Bella, just want you to know how sorry I am your little one passed away.


----------



## Skyeking (Jan 17, 2003)

I'm also deeply sorry the little one didn't make it.


----------



## Bella_F (Nov 29, 2008)

Thank you for your kind words Treesa, Maggie, and Charis


----------



## Bella_F (Nov 29, 2008)

Charis said:


> You seem to continue to get mis-information and I'm very sorry about that.


Charis, To be fair to the elderly carer, her recommended treatment for coccidia was probably all the rage 40 years ago when she started out, and has saved many birds lives. She probably just got stuck in her ways because they worked, although I happened to know before I called her that there are better, cheaper treatments such as Baycox which is a 2 day treatment. But yeah, it makes me uncomfortable to think my quick scan of the net turns up more knowledge than the knowledge of local carers and vets combined. 

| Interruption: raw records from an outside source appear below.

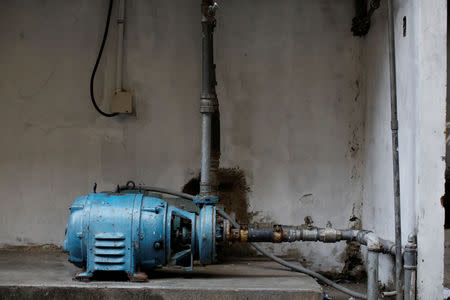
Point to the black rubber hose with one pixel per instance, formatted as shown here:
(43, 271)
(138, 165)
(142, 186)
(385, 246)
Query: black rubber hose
(158, 190)
(294, 267)
(99, 56)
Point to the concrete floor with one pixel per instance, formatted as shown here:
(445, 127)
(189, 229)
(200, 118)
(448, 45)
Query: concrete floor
(48, 275)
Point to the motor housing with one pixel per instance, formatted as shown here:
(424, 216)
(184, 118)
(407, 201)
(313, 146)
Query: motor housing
(134, 232)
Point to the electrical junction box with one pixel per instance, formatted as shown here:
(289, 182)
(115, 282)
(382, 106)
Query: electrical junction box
(122, 102)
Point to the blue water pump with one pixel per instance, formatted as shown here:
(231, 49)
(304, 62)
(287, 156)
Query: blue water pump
(135, 232)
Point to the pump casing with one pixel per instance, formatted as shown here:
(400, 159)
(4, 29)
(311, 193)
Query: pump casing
(133, 232)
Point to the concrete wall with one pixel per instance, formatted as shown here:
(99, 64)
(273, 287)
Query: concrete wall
(290, 100)
(305, 113)
(421, 71)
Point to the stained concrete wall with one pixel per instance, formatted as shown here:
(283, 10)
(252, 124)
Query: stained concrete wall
(420, 31)
(289, 89)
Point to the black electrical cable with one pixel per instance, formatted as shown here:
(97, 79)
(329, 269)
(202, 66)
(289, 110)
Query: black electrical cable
(99, 56)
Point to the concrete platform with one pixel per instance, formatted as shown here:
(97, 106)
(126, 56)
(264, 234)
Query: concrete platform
(48, 275)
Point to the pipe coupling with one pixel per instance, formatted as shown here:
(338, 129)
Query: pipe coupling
(329, 235)
(373, 242)
(209, 103)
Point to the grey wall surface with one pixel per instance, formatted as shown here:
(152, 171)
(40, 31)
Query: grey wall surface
(421, 84)
(289, 76)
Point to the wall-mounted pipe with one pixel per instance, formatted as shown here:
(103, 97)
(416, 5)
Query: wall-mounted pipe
(395, 155)
(208, 101)
(120, 34)
(410, 267)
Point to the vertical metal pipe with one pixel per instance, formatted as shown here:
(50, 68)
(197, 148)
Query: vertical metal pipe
(208, 101)
(395, 155)
(410, 266)
(372, 275)
(120, 32)
(205, 186)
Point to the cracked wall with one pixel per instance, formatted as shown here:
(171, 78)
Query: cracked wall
(289, 90)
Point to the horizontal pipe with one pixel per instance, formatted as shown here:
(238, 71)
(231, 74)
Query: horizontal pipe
(282, 233)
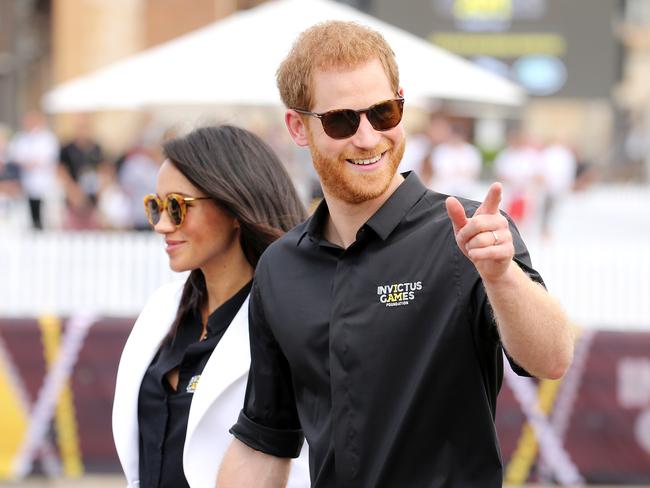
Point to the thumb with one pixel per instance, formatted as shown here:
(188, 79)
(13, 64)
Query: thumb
(492, 200)
(456, 213)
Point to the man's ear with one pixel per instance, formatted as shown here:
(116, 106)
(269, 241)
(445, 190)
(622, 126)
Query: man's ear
(297, 127)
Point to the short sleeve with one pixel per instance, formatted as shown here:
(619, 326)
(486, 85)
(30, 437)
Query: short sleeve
(269, 420)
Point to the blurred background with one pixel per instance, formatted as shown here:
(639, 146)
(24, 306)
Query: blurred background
(550, 97)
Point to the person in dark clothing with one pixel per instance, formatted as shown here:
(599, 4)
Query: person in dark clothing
(377, 326)
(222, 196)
(79, 160)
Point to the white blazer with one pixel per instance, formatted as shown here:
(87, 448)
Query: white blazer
(215, 406)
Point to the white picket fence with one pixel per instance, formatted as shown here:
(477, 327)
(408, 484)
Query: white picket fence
(604, 285)
(68, 273)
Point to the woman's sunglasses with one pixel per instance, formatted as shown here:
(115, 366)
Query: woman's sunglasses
(175, 204)
(343, 123)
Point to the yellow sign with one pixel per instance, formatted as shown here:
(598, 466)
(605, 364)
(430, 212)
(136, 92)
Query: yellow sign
(511, 45)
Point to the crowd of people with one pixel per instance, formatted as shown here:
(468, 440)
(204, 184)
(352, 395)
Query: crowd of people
(374, 327)
(75, 185)
(534, 176)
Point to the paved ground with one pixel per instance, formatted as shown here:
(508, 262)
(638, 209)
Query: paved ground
(118, 482)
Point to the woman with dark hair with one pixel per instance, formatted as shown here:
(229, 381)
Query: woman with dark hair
(222, 196)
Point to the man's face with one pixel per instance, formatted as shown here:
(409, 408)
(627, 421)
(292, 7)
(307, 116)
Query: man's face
(363, 166)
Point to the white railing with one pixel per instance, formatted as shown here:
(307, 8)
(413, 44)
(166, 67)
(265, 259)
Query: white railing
(66, 273)
(601, 285)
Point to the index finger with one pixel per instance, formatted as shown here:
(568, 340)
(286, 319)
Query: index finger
(492, 200)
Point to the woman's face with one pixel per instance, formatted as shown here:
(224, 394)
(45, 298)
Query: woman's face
(207, 238)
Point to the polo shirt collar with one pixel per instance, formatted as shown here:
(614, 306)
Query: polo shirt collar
(384, 220)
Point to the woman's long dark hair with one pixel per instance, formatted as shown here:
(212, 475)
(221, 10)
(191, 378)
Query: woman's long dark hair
(244, 176)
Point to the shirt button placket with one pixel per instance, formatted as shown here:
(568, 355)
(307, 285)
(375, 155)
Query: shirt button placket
(343, 424)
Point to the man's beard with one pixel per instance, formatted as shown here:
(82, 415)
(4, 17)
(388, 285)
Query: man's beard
(340, 181)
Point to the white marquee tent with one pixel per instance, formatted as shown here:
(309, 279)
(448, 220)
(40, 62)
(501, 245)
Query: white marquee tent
(233, 61)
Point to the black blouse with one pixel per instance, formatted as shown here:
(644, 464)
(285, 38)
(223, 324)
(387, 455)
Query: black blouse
(162, 411)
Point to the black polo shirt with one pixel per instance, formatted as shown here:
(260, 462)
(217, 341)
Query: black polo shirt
(386, 353)
(162, 411)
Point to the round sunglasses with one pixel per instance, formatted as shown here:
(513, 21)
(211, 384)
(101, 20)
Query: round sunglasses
(343, 123)
(175, 204)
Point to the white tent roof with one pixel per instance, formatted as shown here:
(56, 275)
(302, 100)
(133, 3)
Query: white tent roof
(233, 61)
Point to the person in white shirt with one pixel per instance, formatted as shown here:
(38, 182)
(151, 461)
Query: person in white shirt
(456, 165)
(36, 150)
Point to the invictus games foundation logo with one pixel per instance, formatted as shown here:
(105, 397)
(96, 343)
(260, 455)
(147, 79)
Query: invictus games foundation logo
(398, 294)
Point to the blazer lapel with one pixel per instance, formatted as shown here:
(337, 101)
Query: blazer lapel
(229, 361)
(148, 332)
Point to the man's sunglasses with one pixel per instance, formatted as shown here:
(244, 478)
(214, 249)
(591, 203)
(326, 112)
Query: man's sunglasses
(175, 204)
(343, 123)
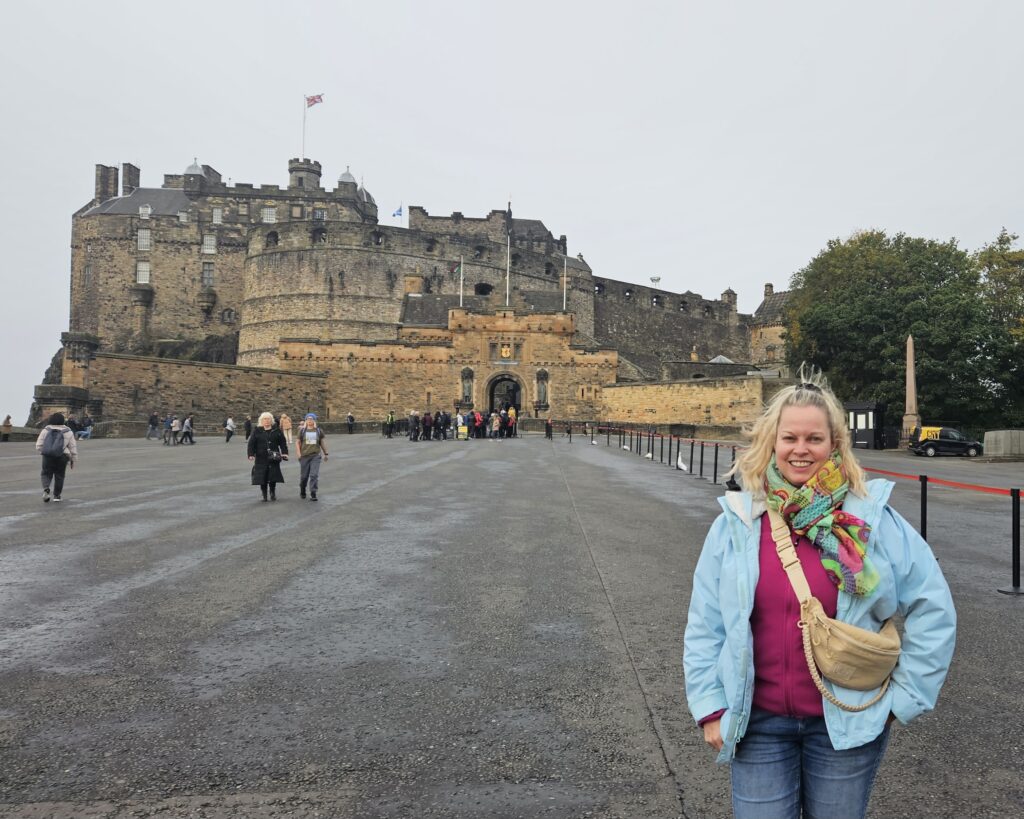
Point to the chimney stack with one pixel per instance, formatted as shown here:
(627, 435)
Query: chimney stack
(129, 178)
(107, 182)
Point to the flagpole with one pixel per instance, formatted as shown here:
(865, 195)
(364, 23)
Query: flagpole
(565, 281)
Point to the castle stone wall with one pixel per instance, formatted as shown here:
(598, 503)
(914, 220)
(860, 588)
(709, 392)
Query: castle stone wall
(725, 401)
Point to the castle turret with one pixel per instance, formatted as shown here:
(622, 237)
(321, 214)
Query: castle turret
(303, 173)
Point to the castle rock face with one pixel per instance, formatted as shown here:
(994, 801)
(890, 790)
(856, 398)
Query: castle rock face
(283, 278)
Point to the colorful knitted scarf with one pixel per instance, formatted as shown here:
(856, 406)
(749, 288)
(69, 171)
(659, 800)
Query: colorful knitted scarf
(815, 510)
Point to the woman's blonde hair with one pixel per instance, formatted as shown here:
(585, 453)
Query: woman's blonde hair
(811, 390)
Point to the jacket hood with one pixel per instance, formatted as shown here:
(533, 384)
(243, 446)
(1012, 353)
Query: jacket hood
(867, 508)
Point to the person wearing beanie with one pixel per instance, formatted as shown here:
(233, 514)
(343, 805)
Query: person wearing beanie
(56, 444)
(310, 445)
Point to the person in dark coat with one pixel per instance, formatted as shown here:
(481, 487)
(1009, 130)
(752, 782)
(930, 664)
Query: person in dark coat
(265, 441)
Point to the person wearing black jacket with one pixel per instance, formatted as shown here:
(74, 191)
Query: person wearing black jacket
(267, 448)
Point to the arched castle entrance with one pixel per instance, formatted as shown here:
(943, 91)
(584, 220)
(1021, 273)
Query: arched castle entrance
(505, 389)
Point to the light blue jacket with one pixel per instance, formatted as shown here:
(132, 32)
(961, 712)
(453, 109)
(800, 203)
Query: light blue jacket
(718, 646)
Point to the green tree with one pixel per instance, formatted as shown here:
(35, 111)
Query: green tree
(854, 304)
(1001, 270)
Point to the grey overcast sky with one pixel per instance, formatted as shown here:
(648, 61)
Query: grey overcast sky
(714, 144)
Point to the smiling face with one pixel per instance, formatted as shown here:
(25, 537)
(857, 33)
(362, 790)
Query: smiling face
(803, 442)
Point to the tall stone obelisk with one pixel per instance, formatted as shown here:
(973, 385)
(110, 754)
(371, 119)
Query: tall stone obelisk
(910, 417)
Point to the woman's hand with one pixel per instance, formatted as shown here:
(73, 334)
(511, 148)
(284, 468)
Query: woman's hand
(713, 734)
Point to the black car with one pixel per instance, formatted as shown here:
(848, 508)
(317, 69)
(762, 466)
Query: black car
(931, 441)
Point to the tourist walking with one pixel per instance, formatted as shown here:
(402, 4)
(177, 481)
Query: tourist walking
(809, 530)
(310, 448)
(153, 428)
(56, 444)
(266, 449)
(286, 426)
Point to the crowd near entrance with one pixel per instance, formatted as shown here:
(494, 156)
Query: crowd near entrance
(505, 392)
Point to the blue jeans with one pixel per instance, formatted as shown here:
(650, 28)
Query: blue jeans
(784, 764)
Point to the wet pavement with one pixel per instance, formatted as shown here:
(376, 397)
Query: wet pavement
(455, 630)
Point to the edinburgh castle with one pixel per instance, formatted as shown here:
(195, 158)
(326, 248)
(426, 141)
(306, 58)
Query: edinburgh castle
(223, 299)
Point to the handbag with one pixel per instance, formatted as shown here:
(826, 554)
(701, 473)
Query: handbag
(850, 656)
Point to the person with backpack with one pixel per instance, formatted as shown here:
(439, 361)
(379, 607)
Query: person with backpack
(56, 444)
(310, 445)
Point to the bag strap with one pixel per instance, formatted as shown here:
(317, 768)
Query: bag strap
(791, 562)
(787, 555)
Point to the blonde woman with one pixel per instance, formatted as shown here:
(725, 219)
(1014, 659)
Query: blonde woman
(747, 678)
(267, 448)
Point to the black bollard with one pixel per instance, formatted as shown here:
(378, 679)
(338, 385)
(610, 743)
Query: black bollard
(1015, 589)
(924, 506)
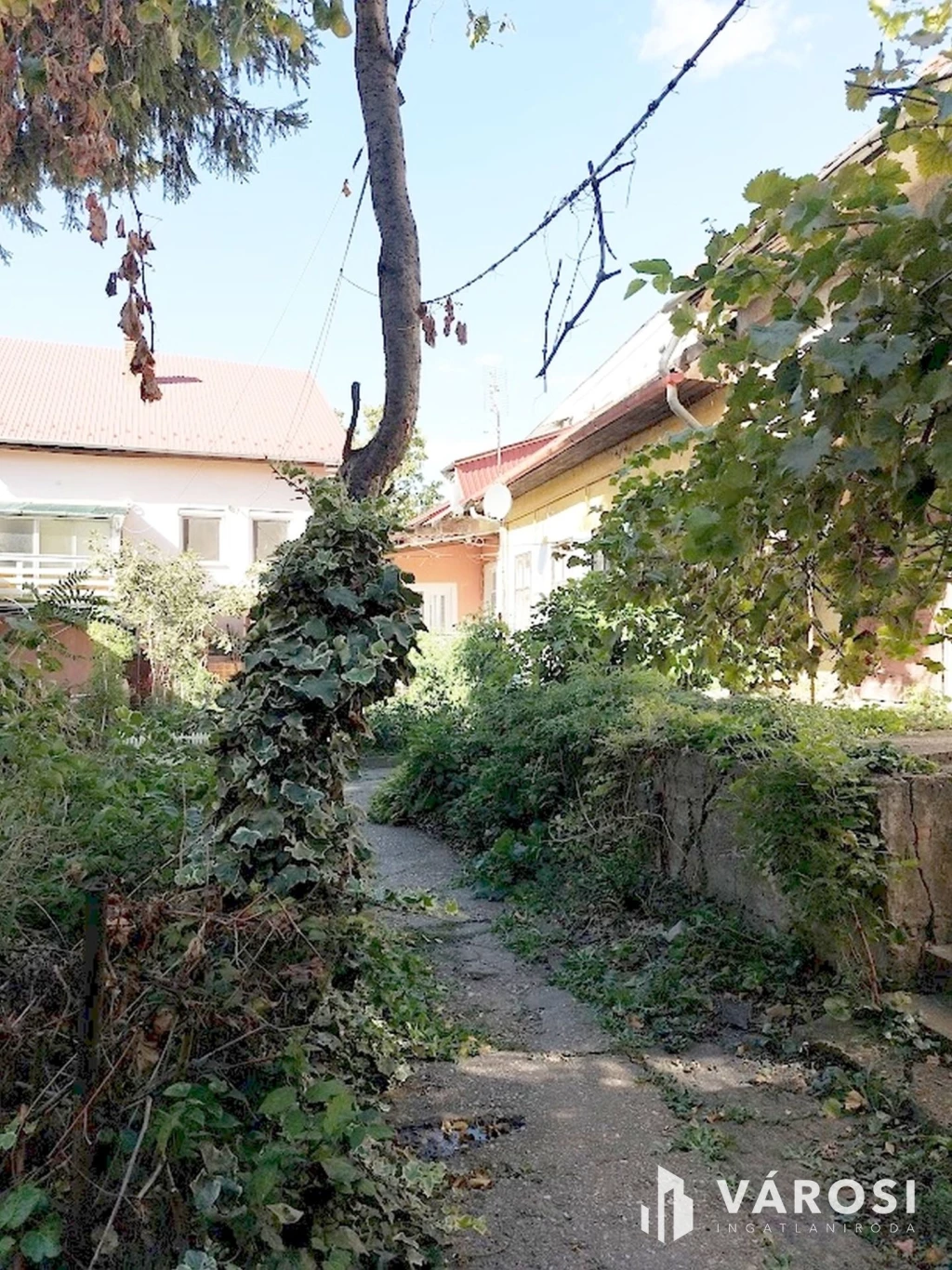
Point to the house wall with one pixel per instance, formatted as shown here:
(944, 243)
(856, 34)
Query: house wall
(566, 509)
(458, 564)
(75, 655)
(159, 489)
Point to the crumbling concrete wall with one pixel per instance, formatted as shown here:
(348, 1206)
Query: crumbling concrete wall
(694, 835)
(916, 813)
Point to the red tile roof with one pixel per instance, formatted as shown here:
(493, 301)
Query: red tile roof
(476, 472)
(72, 398)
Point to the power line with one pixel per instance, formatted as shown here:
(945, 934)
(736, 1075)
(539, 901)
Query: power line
(323, 336)
(598, 173)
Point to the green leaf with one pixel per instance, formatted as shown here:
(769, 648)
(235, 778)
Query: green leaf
(284, 1214)
(340, 1170)
(341, 597)
(44, 1242)
(337, 1114)
(770, 342)
(149, 13)
(770, 190)
(324, 689)
(654, 267)
(361, 675)
(278, 1102)
(802, 454)
(205, 1191)
(20, 1204)
(207, 49)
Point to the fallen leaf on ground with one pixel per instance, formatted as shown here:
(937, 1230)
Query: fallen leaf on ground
(854, 1102)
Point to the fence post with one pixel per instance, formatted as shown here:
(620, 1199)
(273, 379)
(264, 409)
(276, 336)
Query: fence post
(89, 1025)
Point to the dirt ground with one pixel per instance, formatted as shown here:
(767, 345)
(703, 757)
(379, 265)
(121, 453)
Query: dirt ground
(566, 1189)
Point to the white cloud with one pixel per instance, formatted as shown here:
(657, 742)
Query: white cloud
(680, 26)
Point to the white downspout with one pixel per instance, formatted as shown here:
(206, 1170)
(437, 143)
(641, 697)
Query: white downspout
(671, 378)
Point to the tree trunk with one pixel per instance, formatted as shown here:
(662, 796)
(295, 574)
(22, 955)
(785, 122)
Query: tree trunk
(365, 470)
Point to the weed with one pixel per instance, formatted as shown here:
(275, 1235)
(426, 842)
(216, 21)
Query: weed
(704, 1138)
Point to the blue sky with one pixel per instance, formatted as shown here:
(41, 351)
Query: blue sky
(494, 136)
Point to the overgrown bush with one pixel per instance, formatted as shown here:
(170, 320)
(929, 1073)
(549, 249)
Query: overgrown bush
(223, 1110)
(558, 777)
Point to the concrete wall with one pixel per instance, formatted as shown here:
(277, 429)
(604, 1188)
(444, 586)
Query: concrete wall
(694, 837)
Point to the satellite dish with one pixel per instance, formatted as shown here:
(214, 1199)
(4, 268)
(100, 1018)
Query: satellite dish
(496, 502)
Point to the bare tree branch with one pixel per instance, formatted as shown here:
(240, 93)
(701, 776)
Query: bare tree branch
(601, 277)
(354, 417)
(365, 470)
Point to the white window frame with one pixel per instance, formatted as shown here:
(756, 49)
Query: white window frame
(433, 592)
(201, 513)
(257, 514)
(522, 590)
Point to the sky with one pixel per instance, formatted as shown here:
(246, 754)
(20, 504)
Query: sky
(245, 272)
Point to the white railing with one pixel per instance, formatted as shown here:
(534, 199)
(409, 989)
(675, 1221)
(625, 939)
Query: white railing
(20, 573)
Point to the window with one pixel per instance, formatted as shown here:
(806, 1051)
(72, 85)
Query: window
(522, 589)
(201, 535)
(65, 536)
(438, 606)
(267, 537)
(69, 536)
(489, 589)
(559, 564)
(17, 534)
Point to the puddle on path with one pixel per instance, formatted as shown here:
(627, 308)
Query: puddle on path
(441, 1139)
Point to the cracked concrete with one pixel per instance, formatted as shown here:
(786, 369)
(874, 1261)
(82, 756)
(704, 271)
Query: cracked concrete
(567, 1189)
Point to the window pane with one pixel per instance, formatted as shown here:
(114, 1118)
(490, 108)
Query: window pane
(268, 536)
(61, 535)
(200, 535)
(17, 534)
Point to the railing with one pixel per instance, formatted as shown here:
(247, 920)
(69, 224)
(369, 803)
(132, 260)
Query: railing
(20, 573)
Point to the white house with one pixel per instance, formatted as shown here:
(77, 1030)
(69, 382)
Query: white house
(83, 460)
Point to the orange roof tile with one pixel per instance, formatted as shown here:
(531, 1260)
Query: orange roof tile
(73, 398)
(476, 472)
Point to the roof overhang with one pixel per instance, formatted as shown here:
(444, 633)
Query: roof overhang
(636, 413)
(82, 510)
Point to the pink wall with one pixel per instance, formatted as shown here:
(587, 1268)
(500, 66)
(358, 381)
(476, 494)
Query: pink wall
(451, 562)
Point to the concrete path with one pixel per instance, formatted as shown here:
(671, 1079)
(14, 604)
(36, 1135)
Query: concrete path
(566, 1190)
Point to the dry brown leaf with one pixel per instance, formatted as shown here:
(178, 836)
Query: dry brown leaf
(854, 1102)
(129, 322)
(145, 1054)
(98, 225)
(163, 1021)
(141, 356)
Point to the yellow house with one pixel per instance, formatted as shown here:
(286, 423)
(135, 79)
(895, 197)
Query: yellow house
(560, 492)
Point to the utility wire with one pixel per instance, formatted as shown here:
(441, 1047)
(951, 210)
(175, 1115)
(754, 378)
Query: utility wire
(598, 174)
(323, 336)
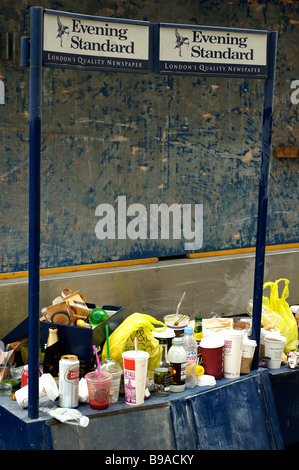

I don't really know what the poor little thing died of; the watery green poops could have been Coccidia; but it could have been a virus plus coccidia as a secondary affliction, Paratypoid, or a combination of things. He was emaciated and suffering towards the end, so I feel relieved he passed quickly.

It must feel nice to be able to care for birds as pets; I seem to only get the wild ones on deaths door It doesn't feel good to see much death.


----------



## UncleBuck (Dec 23, 2008)

Bella F, I am sorry to read of the loss of this bird. In the future you may have a chance to work with another one. If this is something you are very interested in, you could try to procure the possible needed medications in advance... You never know what you will need, but having a well stocked medicine chest should not hurt.
At least you tried, which is more than I can say for most people I have met. That is one of the things I like about this site, the number of caring people who try to help each other.


----------



## Bella_F (Nov 29, 2008)

Hi Unclebuck,

I agree, this the fourth sick wild pigeon I've seen this year, but only the second that was weak enough to catch. Since I've noticed the sick birds, I've been wanting to get a cocktail together, like some of the members use in emergencies.(pain relief, wormer, cocci, canker, antibiotic meds). 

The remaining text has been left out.